All mammals, including humans, have two types of fat with completely opposite functions. These are white fat, which stores energy and is linked with diabetes and obesity; and brown fat, which produces heat by burning energy and is associated with leanness. Many obesity researchers hope to harness the energy-burning capacity of brown fat to help patients lose weight, with just two ounces of this fat type burning up to 200 calories a day when the temperature drops. However, drugs that activate existing brown fat have proven ineffective in early trials because most people who are obese lack a significant amount of active brown fat. Early drugs also had dangerous cardiovascular side effects, which are of particular concern in obese patients.
Now, a study from researchers at UC San Francisco and University of Kyoto have identified a molecular switch capable of converting unhealthy white fat into healthy, energy-burning brown fat in mice. The team state that drugs which flip this switch rapidly reduced obesity and diabetes risk factors in mice fed a high fat diet. The opensource study is published in the journal Cell Metabolism.
Earlier studies from the group showed for the first time that brown fat in adult humans consists primarily of so-called ‘beige fat,’ which can transform from white to brown in cold conditions. The discovery immediately suggested a new approach for treating obesity, enhancing people’s baseline stores of energy-burning brown fat, known as the browning of white fat. Therefore, the natural progression was for the current study to search for differences in how white and brown fat cells respond to the cold using a technique called phosphoproteomics.
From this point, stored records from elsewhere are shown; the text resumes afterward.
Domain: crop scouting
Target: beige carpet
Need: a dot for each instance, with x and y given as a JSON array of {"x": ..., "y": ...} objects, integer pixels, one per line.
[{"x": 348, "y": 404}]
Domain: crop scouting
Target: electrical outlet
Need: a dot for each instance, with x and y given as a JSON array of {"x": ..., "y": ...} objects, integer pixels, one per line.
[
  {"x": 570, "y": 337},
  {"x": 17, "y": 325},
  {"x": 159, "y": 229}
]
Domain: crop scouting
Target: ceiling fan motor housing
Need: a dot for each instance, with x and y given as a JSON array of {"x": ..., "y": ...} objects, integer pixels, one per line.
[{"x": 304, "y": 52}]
The current study identified a protein called Casein Kinase 2 (CK2), which appears to be responsible for preventing white fat from burning energy for heat in cold conditions. Data findings show that when the activity of this molecule is inhibited genetically or pharmacologically, white fat cells lit up their cellular furnaces, becoming calorie burners like their brown and beige counterparts. Results show that this one protein turned out to be the switch that regulates whether fat cells burn energy or not.
The researchers tested two anti-CK2 molecules for their ability to stimulate the production of new brown fat in mice. The lab explain that a new small-molecule CK2-blocker called silmitasertib (CX-4945), which is already in clinical trials as a cancer therapeutic; and a more precise next-generation antisense oligonucleotide (ASO) drug developed in collaboration with Isis Pharmaceuticals, which eliminates CK2 by blocking the RNA instructions cells use to produce it.
Results show that both drugs succeeded in turning significant amounts of white fat brown and significantly increasing the amount of energy mice burned when researchers turned down the temperature in their living quarters. The group state that the drugs also significantly reduced the negative effects of a high-fat diet in mice, including reducing weight gain and, to the researchers’ surprise, significantly lowering blood glucose levels and improving responsiveness to insulin. Results show that CK2 activity is also heightened in obese mice, suggesting a link between obesity and the loss of brown fat.
The current study also showed that CK2 inhibition and cool conditions complement each other to dramatically reduce obesity in mice. The group note that normally, mice fed a high fat diet for 45 days quickly balloon to nearly 160 percent of their starting weight. Data findings show that treating mice with CK2-ASO or housing them at 17 degrees C (62.6 degrees F) each prevented more than 25 percent of this weight gain; in combination the two treatments reduced weight gain by fully 40 percent.
The team surmise that their findings show drugs capable of targeting similar molecular pathways in human fat cells could one day become major tools for fighting the growing worldwide epidemics of obesity and type 2 diabetes. For the future, the researchers are now examining whether CK2-inhibitors can effectively reduce obesity as well as prevent it, and whether they can be used alongside next-generation drugs that mimic the effects of cold to trigger brown fat to burn energy in humans.